The battle against cyber crime chalked up a couple of big wins for the good guys this week, as the FBI captured Dread Pirate Roberts and Symantec took down ZeroAccess. But those coups were countered by new revelations about the scope of activities by Russian data-theft group SSNDOB and other examples of the ingenuity of today's hackers. Cue "The Never Ending Battle" soundtrack.
For those of you who started the week mourning Walter White, here's a real-life plot worthy of "Breaking Bad": The FBI this week seized Ross William Ulbricht, the man behind an online drug marketplace known as Silk Road. In addition to distributing heroin, cocaine, LSD, and methamphetamine, Ulbricht -- whose aliases include "Dread Pirate Roberts" and "Silk Road" -- is charged with soliciting one Silk Road user to murder another Silk Road user who was threatening to release the identities of thousands of the site's members -- talk about cutthroat tactics.
FBI agent Christopher Tarbell describes Silk Road as "the most sophisticated and extensive criminal marketplace on the Internet today," and claims several thousand drug dealers used Silk Road to move drugs to "well over 100,000 buyers." The FBI estimates the Silk Road site generated $1.2 billion in sales and $80 million in commissions.
Now that's big business. An anonymous Silk Road drug dealer who goes by the alias "Angelina" breaks it down further for Mashable:
[Silk Road] runs like a small Internet retailer/packing and shipping company. We use accounting software to manage our finances and we pay taxes. We've built an order management system to track our inventory and shipping. We had to build the order management tool with a significant level of built-in security -- but that still let us get some visibility into how many days of inventory we have, whether business is up or down, where our costs are, etc.
As a day-to-day job, it feels much like it might feel to work at any other Internet retail company.

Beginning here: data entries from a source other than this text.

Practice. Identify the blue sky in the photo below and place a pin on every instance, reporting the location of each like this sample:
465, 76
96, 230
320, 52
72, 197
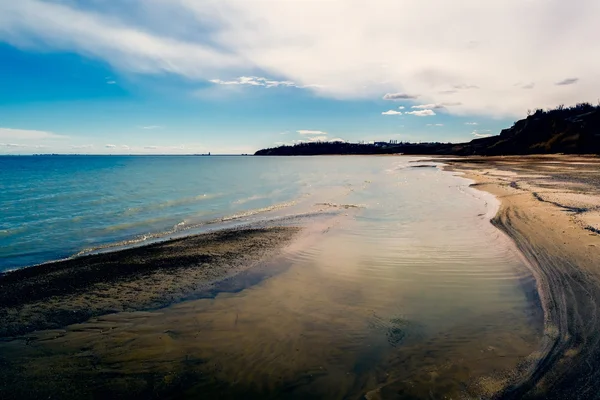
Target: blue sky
233, 77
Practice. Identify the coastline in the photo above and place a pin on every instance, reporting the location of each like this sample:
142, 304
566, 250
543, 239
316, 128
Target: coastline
56, 294
548, 208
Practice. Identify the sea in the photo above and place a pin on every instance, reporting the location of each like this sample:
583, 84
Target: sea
407, 291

In other words, just think of Silk Road as the Amazon of illegal services. In addition to drugs, the site was used to solicit a variety of illegal activities, including compromising social networking accounts for identity theft; hacking ATMs; and providing connections for stolen credit card information, firearms and ammunition, and hit men. "The site has sought to make conducting illegal transactions on the Internet as easy and frictionless as shopping online at mainstream ecommerce websites," the FBI report says.

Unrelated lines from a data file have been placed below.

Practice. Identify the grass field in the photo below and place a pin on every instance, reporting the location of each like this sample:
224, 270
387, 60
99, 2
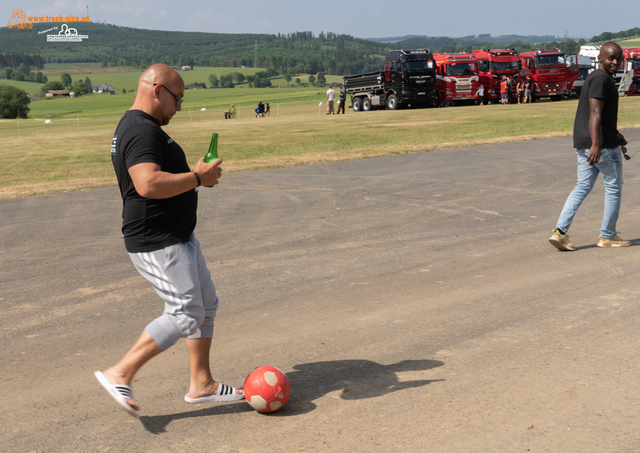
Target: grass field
73, 151
127, 78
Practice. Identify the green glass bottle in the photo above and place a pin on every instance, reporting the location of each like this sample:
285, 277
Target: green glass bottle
212, 154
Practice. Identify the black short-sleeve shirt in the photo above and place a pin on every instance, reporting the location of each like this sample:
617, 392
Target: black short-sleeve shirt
149, 224
599, 85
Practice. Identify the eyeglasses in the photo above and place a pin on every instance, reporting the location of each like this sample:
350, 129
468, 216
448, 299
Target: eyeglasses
178, 100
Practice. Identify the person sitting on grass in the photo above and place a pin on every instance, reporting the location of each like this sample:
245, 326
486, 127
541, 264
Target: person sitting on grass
231, 113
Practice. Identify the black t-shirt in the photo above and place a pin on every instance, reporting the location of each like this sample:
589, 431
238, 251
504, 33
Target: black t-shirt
599, 85
148, 224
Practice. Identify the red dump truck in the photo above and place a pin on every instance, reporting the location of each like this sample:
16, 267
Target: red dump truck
492, 65
551, 71
456, 78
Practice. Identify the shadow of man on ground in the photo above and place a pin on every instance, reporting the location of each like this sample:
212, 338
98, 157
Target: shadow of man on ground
357, 379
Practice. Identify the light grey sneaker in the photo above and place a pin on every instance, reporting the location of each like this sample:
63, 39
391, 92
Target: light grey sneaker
615, 241
561, 241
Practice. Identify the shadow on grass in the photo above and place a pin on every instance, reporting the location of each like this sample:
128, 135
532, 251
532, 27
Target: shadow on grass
356, 379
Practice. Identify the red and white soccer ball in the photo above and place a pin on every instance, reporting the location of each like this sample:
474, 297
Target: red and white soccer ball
267, 389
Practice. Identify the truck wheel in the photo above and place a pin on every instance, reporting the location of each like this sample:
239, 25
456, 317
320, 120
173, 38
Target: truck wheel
357, 104
392, 102
366, 104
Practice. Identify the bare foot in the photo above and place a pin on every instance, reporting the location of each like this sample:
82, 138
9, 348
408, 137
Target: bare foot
207, 390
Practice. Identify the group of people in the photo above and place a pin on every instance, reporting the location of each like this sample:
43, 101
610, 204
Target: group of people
261, 111
523, 88
342, 100
158, 189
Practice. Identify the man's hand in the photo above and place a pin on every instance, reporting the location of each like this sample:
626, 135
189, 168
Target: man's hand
623, 141
594, 155
209, 173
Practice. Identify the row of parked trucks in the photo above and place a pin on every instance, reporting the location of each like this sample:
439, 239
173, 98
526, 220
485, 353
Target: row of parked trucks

Not in the same league but still a significant security win, the cyber criminals behind the ZeroAccess botnet lost access to more than a quarter of the machines they controlled, thanks to an operation executed this week by Symantec. ZeroAccess was one of the largest botnets in existence, made up of more than 1.9 million infected computers and used primarily to perform click fraud and bitcoin mining. Symantec estimates the botnet's activities generated tens of millions of dollars per year in revenue.